Adam Cohen uses 'Who I/you are and who I/you invent' thought in 'Cry, Ophelia' and in his Low Millions tune 'Statue'. As a guy who has tried to make a career in music in the shadow of his poet/singer dad Leonard Cohen, it probably means a lot to him.
It strikes a chord with me, because I don't know exactly who I am. I think I'm done trying to mirror other people's character in order to fit in (it never works anyway). But I do display some parts of me more forcefully than others depending on who I am with or talking to. Is that being dishonest?
If I'm hanging out with someone who really loves photography, but doesn't care about politics, should I start talking about politics?
And do we ever become someone, or are we just always inventing ourselves? I was once a self diagnosed (I use that word carefully) born again Christian, but I wouldn't describe myself that way now. I was once a family man with a house on a suburban road and middle class values, I don't believe in those values anymore, but have understanding for those who take them up. I was once a single dad with an overprotective, domineering parental role, but feel I wronged my kids for not being trusting enough, caring enough.

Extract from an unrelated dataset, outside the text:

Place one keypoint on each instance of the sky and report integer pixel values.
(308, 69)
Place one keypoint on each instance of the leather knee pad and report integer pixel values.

The only core thing I know is when I was first moved away from home, I had a paycheque and a backpack. I always liked the freedom of that slice of time. Had no responsibilities outside of showing up for work, no material wealth or baggage, and just wanted to experience life.
Fuck, this is just becoming a ramble now and it's getting me depressed. Guess what I'm trying to say is that I'm not sure who I am… 47 and I still don't know who I am. I've raised two kids mainly by myself, have married and divorced, have worked in a very serious job where lives are at stake for over 2 decades now, just finished up a BA near the top of my class, but still don't know who I am, where I'm going, or who I want to be. I always feel like a phony.
If I come off that way to anyone, I'm sorry. It's not done on purpose. Maybe I'll take my juggling balls and guitar and run away to the circus.